While this particular individual may be a scammer, his actions should not be imputed to the entire workers’ compensation system. Indeed, Dateline takes this single incidence and uses it to imply that the worker is taking money out of the viewers’ pockets and it is due to a corrupt system.
Critiques in the Portrayal
However, despite Dateline’s simplistic approach, workers’ compensation fraud does not “take money” from individual people. Workers’ compensation is paid by one of two entities (1) an insurance company or (2) the employer if the company is self-insured. Therefore, fraud, if it occurs, takes money from insurance companies.
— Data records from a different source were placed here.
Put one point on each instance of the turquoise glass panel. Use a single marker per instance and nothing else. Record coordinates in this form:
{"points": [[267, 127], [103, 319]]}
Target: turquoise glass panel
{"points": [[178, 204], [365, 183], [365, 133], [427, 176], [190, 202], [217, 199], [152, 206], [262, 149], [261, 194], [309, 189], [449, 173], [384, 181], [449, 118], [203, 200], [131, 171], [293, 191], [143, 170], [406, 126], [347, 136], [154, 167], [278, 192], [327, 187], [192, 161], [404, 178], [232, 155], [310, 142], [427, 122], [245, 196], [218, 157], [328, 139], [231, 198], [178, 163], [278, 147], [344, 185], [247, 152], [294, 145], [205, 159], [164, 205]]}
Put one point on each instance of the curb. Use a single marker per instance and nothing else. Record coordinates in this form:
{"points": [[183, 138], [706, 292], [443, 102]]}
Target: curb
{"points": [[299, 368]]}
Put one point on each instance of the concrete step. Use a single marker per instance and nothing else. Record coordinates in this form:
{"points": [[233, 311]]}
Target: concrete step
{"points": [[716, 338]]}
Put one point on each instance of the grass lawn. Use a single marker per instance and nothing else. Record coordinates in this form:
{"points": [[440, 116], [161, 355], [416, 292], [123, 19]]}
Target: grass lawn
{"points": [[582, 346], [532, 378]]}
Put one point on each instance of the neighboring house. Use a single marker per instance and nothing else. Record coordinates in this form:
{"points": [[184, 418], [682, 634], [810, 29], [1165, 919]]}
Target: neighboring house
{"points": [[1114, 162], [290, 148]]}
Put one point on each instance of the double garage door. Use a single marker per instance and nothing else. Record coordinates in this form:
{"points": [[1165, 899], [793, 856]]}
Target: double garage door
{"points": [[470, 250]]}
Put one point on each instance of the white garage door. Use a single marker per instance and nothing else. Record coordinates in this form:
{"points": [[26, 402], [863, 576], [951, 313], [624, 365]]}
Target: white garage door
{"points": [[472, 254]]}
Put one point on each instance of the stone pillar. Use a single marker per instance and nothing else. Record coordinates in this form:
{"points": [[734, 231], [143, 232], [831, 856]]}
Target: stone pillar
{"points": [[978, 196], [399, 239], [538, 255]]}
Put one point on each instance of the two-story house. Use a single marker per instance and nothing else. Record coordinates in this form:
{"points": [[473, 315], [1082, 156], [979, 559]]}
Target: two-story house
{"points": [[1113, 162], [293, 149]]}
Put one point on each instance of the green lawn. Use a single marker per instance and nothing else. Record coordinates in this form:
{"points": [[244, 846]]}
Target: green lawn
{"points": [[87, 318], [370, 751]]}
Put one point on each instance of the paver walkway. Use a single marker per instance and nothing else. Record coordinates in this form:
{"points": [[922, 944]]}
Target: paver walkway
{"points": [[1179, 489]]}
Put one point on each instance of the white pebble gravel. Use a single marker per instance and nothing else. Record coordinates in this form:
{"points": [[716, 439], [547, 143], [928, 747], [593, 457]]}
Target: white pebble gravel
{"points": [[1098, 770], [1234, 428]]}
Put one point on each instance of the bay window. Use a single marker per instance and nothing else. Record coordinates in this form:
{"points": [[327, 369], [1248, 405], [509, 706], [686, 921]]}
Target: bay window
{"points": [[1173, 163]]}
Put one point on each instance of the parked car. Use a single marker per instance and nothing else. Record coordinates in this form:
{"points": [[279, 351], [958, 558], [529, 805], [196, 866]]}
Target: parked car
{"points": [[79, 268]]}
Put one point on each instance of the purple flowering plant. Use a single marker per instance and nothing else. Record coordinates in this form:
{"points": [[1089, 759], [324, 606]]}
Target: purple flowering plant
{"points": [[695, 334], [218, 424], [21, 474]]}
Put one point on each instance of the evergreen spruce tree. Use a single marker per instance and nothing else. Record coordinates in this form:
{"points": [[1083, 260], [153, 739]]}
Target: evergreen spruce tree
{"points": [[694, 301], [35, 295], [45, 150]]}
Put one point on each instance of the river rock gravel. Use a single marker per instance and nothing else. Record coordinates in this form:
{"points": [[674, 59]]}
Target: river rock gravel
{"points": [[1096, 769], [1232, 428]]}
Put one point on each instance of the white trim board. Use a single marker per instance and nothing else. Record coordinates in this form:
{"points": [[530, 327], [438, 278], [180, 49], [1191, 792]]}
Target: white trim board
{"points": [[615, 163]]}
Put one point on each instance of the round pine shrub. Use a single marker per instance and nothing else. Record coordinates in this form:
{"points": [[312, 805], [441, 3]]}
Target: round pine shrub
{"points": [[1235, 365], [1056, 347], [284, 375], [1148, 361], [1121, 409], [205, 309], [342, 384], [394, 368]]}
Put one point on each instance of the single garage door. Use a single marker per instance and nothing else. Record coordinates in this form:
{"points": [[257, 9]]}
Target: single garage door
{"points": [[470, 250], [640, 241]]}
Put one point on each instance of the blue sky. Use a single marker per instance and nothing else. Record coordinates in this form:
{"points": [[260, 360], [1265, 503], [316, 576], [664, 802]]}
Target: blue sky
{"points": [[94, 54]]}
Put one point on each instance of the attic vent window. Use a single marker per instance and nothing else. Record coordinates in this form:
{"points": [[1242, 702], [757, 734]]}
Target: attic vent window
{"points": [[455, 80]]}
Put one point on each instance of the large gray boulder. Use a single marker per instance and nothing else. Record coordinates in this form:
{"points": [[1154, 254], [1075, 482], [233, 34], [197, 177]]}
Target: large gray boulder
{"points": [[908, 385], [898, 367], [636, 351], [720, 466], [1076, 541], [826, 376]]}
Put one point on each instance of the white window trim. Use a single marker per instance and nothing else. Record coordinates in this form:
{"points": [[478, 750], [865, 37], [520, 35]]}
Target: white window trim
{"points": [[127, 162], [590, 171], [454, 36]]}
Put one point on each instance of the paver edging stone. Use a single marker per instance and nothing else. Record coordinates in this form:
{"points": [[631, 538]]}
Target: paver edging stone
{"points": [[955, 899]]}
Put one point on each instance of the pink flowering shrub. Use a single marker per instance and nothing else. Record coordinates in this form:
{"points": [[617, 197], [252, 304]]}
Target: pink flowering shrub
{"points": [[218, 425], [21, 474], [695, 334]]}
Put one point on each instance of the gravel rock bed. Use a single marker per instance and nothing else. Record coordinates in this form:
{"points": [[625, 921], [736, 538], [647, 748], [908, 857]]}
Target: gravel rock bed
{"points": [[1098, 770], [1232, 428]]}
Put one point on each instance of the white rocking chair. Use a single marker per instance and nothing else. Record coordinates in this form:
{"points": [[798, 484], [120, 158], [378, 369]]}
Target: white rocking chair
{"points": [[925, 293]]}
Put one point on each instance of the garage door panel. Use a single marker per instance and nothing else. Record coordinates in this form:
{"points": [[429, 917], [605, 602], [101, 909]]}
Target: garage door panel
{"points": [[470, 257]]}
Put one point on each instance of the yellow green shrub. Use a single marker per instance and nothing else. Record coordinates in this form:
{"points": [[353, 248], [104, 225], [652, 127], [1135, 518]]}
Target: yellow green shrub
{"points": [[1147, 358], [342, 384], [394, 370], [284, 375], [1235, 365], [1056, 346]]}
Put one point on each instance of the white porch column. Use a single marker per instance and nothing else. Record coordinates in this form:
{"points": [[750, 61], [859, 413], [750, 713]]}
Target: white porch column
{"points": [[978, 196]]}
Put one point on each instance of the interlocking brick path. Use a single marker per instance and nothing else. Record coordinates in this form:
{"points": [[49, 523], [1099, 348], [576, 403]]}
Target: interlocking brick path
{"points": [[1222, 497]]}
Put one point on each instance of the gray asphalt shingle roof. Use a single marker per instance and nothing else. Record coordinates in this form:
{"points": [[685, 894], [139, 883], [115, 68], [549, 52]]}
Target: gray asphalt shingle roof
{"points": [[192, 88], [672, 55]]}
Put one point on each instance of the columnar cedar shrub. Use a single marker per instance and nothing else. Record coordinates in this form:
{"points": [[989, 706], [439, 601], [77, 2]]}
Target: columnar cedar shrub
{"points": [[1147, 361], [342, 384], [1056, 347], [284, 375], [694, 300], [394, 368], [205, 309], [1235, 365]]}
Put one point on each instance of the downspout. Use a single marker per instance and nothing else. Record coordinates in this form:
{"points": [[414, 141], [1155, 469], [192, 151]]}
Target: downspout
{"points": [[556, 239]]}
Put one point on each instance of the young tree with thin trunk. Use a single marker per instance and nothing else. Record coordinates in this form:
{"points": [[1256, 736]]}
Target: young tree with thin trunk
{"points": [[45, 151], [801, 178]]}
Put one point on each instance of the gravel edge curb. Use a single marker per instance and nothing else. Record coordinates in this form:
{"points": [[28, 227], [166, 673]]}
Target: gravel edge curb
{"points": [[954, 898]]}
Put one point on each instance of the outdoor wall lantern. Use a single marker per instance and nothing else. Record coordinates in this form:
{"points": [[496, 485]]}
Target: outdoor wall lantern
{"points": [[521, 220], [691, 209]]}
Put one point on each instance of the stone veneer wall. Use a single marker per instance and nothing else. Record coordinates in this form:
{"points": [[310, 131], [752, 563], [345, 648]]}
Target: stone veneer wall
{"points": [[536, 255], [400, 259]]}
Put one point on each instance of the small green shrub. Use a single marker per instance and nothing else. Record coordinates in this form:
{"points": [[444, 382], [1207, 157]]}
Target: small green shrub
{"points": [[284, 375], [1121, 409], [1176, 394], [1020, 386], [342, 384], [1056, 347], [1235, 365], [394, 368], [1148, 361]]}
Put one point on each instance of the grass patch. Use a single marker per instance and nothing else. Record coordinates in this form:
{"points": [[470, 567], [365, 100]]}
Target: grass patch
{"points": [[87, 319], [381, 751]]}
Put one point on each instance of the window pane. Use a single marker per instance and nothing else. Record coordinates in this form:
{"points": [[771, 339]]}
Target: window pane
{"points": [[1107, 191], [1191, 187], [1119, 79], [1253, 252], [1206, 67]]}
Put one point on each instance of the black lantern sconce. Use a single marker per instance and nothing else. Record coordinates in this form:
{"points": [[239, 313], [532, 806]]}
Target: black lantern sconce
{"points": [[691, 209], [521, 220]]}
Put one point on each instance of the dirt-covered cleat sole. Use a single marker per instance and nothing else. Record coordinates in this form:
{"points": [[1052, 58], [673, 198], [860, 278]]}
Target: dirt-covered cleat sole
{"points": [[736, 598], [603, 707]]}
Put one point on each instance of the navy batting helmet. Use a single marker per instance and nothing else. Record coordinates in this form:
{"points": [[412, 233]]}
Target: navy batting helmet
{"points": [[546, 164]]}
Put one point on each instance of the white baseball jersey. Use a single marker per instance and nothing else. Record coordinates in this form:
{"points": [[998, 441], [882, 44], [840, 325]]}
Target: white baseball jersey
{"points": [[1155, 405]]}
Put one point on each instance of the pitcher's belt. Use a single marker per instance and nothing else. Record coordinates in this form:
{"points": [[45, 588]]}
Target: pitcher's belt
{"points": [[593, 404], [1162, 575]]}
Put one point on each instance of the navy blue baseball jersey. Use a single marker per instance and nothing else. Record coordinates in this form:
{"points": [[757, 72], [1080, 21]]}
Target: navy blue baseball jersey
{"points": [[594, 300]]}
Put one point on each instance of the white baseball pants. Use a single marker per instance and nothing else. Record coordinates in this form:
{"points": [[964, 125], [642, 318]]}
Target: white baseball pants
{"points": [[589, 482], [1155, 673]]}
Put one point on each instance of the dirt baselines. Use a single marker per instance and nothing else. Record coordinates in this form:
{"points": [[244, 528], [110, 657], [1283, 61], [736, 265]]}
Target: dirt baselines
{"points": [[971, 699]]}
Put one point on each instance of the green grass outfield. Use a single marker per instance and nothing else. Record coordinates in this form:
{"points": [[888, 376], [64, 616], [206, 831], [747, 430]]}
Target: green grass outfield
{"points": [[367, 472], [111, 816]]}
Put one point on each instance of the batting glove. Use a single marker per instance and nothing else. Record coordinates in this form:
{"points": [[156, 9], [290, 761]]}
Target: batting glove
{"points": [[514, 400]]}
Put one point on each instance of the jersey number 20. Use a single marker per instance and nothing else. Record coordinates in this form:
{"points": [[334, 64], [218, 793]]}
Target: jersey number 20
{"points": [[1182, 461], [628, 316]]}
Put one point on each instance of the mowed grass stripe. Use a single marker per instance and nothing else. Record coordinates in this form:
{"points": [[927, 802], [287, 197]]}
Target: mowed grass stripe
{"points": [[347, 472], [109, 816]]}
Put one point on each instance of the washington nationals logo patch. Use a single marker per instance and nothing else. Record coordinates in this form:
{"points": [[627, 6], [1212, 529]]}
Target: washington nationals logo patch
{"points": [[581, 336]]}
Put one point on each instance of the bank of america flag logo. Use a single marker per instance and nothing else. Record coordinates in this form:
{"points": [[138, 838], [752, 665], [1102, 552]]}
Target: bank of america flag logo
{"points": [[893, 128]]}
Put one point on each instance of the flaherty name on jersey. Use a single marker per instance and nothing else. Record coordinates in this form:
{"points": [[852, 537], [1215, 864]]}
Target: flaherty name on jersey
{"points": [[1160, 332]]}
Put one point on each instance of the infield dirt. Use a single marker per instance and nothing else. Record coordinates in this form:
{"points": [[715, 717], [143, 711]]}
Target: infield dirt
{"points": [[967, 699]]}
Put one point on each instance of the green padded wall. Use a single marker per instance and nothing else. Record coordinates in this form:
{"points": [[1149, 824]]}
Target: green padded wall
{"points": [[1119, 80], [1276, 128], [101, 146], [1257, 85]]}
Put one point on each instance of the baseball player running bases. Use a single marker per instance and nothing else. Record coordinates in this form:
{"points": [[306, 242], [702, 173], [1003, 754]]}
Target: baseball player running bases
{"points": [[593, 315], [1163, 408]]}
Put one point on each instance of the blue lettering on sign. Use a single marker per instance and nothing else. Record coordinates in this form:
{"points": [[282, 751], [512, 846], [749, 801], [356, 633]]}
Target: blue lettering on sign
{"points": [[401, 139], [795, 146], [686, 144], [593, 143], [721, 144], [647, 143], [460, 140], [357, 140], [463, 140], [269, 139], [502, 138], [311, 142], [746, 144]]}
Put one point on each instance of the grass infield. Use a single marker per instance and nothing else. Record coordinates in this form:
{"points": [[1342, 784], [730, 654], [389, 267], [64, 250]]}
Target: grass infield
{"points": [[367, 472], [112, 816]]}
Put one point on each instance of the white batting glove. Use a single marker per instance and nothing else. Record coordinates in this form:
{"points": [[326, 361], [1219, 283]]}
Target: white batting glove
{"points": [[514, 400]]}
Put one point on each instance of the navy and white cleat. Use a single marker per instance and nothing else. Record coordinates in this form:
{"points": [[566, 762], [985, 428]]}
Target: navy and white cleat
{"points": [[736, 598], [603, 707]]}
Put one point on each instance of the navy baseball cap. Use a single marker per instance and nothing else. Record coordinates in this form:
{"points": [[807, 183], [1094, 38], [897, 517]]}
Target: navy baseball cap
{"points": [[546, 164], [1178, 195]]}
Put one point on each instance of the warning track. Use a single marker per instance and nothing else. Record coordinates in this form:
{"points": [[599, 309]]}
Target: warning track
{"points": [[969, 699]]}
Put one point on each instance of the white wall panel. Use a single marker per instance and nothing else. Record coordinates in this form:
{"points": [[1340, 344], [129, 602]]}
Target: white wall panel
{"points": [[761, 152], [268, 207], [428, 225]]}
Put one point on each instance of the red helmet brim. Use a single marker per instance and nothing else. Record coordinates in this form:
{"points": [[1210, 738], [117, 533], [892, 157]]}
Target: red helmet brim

In turn, the insurance company may or may not raise rates on its policyholders (other companies). The rise in the rates could be passed onto the consumer in the form of higher prices for goods and services or lower wages for workers – but the company may take the costs out of its profits. However, by this point, the fraud is so diluted that it cannot be said to take money directly from people.
Moreover, the Dateline special does not do anything to put the fraud in context. Numerous studies have found that workers’ compensation fraud rarely exceeds one to two percent of all claims. The Dateline special portrayed fraud as overwhelming the system when in reality it is very rare.
Actual Fraudulent Claim Rates
Rates of workers’ compensation fraud have decreased for decades. In 1993, fraudulent claims composed about 2.17 percent of payroll. In 1998, it dropped to 1.35 percent. Additionally, over the same period, workers’ benefits dropped by 35 percent while workers’ compensation costs on companies decreased by 38 percent.
Additionally, the Dateline study cited a report which claimed that $5 billion is lost to fraud every year. However, a report commissioned by the AFL-CIO criticized the assumptions in the study which relied on impressions or attitudes – not actual fraud levels. A study published in 2000 found that the price of fraud is actually $1.2 billion. While $1.2 billion is a substantial sum, it is only about two percent of the entire workers’ compensation system.
Finally, the Dateline special does not address fraud perpetrated by companies, such as misclassifying workers, under-reporting payroll, and other actions that deprive workers of their protection.